We have learned recently that it is possible for humans to be built by sharks and bears, and by other beastly creators whose fossils we are still planting in the ground. Who are these mysterious architects, the predatory animals, really? Lions awaken in cages, and begin to take into the mselves the feces we have mined for them. In return they give us pieces of cows and chickens. But every day more lions awaken on the savannas to plant gazelle there. They awaken as though we never had anything to do with them. As though we did not bring them into this world. As though we did not shelter their hides all these years in our drawing rooms.
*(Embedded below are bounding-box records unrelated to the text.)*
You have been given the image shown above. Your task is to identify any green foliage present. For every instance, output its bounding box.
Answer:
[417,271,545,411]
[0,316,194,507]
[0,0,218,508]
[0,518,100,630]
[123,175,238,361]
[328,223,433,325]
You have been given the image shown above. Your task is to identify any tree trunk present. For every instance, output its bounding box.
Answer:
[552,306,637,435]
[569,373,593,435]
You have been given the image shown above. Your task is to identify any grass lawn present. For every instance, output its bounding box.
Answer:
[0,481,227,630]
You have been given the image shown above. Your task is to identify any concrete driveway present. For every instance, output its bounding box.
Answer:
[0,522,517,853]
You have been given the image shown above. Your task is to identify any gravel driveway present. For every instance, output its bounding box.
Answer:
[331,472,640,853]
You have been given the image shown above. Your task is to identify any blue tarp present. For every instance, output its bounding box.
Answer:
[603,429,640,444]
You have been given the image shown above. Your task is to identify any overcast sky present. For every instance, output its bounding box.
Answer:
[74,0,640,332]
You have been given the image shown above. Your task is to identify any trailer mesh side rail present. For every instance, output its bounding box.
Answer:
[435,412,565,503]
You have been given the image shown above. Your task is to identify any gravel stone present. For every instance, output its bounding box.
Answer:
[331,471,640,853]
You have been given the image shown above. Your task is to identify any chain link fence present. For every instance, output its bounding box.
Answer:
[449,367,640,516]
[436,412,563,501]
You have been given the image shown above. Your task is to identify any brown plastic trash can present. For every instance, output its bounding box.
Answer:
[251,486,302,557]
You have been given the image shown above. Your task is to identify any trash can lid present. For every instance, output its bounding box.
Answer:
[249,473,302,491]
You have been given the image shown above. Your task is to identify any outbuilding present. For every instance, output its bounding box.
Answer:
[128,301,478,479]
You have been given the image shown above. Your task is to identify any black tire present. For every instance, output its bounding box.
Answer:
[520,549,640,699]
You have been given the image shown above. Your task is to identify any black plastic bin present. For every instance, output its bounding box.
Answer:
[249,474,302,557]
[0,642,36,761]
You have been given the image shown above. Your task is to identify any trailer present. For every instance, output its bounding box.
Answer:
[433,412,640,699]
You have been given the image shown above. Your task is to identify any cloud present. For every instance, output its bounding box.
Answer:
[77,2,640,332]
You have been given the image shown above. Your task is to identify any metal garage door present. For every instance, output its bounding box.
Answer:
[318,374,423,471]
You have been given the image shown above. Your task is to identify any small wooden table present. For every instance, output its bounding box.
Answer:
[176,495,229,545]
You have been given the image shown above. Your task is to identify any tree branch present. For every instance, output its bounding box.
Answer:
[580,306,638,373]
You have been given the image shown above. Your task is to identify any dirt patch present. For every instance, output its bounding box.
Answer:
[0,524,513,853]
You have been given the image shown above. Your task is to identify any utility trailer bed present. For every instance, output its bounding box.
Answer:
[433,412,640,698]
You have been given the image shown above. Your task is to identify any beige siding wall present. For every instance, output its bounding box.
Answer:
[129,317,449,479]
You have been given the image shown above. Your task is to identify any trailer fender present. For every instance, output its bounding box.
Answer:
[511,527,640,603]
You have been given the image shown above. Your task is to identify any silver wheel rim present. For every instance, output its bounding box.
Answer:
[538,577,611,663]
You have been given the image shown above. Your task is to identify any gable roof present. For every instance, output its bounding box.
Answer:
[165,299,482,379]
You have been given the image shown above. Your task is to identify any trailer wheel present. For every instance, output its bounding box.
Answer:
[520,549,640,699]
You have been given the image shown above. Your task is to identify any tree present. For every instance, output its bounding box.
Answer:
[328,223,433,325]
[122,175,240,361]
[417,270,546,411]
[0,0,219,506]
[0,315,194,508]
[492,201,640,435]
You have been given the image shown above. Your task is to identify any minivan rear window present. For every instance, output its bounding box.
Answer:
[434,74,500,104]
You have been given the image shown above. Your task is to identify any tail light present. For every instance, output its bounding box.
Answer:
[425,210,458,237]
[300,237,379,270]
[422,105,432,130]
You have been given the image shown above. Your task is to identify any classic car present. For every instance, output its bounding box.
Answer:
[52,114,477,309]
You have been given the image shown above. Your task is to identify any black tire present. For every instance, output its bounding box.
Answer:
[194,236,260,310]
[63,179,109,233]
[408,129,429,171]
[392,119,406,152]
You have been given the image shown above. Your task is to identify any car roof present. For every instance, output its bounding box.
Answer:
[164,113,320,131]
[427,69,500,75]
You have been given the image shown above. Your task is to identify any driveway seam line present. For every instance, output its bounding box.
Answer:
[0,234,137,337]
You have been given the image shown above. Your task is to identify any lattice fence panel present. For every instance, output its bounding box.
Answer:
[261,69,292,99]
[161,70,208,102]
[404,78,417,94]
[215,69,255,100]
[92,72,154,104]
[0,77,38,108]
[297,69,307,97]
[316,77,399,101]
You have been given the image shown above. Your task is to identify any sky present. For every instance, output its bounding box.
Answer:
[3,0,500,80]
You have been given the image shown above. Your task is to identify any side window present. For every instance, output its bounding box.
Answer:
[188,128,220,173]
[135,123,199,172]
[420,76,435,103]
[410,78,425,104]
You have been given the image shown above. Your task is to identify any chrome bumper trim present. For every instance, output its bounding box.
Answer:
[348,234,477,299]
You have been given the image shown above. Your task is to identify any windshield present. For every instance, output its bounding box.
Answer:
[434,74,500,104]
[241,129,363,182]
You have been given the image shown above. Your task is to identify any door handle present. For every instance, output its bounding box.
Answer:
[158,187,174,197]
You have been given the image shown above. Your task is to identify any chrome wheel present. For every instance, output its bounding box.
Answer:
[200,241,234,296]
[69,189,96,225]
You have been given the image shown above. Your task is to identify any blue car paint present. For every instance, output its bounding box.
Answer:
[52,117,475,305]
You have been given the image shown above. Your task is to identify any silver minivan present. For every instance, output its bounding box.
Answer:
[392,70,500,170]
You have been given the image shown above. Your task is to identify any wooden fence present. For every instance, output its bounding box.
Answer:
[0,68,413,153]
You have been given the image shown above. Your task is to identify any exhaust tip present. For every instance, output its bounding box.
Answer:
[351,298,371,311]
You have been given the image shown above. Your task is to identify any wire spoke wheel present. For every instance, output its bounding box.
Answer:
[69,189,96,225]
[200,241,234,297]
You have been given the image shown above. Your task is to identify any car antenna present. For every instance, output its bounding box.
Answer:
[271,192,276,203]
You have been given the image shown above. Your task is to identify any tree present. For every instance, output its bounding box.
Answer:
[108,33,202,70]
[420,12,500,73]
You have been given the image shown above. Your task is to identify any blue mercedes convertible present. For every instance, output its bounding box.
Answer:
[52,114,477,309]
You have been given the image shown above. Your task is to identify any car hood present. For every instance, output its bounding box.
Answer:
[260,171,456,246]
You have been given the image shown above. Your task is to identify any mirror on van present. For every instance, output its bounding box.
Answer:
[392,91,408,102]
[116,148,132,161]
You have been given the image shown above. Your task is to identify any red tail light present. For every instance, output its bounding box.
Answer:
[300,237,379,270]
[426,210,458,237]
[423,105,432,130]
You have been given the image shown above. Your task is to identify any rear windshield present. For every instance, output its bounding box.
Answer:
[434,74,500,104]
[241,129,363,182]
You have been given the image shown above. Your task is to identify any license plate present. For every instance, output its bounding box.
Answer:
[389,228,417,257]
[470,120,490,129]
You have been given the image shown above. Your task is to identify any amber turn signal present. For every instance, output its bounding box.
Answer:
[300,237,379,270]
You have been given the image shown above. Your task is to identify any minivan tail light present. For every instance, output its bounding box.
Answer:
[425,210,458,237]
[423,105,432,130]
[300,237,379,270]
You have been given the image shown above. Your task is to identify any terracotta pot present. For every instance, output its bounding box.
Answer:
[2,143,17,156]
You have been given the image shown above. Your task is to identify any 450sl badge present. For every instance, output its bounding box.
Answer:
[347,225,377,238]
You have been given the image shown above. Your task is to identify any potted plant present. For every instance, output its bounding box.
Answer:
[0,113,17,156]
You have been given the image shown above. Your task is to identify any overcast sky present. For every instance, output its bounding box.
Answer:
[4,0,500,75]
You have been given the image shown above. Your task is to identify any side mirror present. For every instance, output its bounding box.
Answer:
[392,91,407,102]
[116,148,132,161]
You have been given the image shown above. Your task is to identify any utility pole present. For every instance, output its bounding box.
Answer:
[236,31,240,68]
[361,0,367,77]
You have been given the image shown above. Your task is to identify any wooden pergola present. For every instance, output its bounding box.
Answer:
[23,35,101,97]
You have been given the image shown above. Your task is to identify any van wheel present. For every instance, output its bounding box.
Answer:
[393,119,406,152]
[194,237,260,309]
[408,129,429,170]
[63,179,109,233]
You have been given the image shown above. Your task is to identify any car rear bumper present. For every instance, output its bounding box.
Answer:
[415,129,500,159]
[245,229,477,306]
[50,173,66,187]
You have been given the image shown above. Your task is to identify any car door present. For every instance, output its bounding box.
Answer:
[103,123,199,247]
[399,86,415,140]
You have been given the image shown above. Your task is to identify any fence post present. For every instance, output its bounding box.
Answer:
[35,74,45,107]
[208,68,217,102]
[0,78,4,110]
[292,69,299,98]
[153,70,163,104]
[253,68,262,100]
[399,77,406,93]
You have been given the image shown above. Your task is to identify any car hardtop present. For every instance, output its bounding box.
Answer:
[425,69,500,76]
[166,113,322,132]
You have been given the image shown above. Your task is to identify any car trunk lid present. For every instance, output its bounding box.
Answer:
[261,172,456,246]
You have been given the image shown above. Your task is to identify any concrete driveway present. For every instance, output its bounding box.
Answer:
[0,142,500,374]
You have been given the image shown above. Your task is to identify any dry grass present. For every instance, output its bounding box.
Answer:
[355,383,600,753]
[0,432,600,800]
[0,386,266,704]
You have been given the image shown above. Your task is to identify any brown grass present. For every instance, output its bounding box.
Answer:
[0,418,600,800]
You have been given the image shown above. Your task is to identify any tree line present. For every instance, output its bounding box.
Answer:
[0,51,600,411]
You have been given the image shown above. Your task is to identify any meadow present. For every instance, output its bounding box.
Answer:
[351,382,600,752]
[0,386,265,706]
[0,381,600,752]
Their independence is endearing and terrifying.
Certainly, the lions and the other predators will soon begin converting more and more of their own blood and babies into primate meat, from which they can gently assemble persons. Clearly we see that the predators will proliferate as we condense. They will become more and more important to us. Against all reason, the predators will add to our dwindling number.
It’s a losing battle, lions! Even with bears and feral hounds at your side, even with sharks and crocodiles all laboring to assemble us, humanity will achieve oblivion.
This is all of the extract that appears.